Damn her. What the hell did she think she was going to get away with next? A lover perhaps? He had nightmares about that one. Full, vivid, blood-splashed nightmares where he ripped off the head of any man that dared to touch her, while she stared on in horror.
It was time to return to his place as alpha. Time to show his wayward little coya her place in his life. And it wasn’t merely taking over his base while he was gone, not that she didn’t do a damned fine job of keeping things together in his absence. It was a job that would be done more effectively if he was working with her. She couldn’t train his soldiers. She couldn’t make military decisions, and she couldn’t aid his pack leaders in choosing the men to be assigned to the Bureau rotation. Every six months teams of Wolf, Feline and Coyote Breeds shifted and moved among the command bases. At present, he had twelve Felines and twelve Wolves on base. Sanctuary had just as many Coyotes and Wolves, and Haven commandeered the same number of Felines and Coyotes.
Two of those Coyotes assigned to Sanctuary were the two younger twin females that had come out of the compound with Anya. They were teenagers now and needed a firmer hand than Del-Rey was comfortable applying. What the hell did he know about female teenagers?
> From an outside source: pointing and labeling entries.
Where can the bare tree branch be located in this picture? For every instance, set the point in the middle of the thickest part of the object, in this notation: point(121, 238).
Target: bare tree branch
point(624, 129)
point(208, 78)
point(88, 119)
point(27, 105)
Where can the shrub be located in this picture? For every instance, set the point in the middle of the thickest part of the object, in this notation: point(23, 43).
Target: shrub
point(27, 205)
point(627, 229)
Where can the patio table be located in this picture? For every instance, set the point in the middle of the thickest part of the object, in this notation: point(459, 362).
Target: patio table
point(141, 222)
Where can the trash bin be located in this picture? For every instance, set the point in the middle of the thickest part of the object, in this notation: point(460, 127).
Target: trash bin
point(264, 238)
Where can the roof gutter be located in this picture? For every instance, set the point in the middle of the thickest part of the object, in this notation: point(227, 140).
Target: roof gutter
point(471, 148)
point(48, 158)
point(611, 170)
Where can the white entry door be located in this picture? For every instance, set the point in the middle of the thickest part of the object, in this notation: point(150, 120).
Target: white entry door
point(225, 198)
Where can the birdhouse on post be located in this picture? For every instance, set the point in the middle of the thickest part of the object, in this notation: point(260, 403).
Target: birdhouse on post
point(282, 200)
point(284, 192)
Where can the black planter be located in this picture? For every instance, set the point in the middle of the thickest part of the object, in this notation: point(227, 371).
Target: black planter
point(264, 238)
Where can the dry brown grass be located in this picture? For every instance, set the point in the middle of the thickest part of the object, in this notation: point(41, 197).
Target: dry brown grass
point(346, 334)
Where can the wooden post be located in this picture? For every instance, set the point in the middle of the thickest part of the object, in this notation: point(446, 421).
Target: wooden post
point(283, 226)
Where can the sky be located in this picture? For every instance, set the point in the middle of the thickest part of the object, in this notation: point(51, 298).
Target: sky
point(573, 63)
He knew the reports on the older three, and those made him sweat. The price of their clothing, makeup and shoes alone was enough to make a man flinch. Not that Anya spent nearly as much. No, he had to have his gifts sent to Haven and then forced on her by the lupina there, Hope Gunnar.
Stubborn damned woman. She was making him insane.
“Coya is still on base,” Brim reported as they stepped into the all-terrain that would transport them along the steep road that had been curved through the mountain to the base entrance. “Sharone says she requests a few additional days as you didn’t inform her of your impending return and she considers that grossly unfair.” Brim’s lips twitched as he gave Del-Rey the message.
Del-Rey grunted. “Tell her that’s too damned bad. I’ll be there within the hour.” Then he grinned. “Tell her to please apprise my pack leaders that I’ll need them in Command when I arrive.”
Brim grinned and relayed the message before disconnecting the link to Base that he now wore at his ear. The cylindrical earpiece extended just past the ear. The built-in receiver and mic made communication between Base and Haven much more effective. Separate channels had been built into the interface, and reception was as clear as the satellite phones they used.
“You could be playing a dangerous game with your coya, Del-Rey,” Brim informed him. “If she walks, the people she brought out of Russia may walk with her.”
Del-Rey shook his head. “They’re Coyotes; they know a winning side when they see it. I’ll win, Brim.”
“Overconfidence, my friend?” Brim asked him. Only Brim could have gotten away with that question.
“Desperation,” Del-Rey growled. “Just wait, Brim. When you’ve gone nearly a year with a hard-on that threatens your sanity, then you question me about overconfidence.”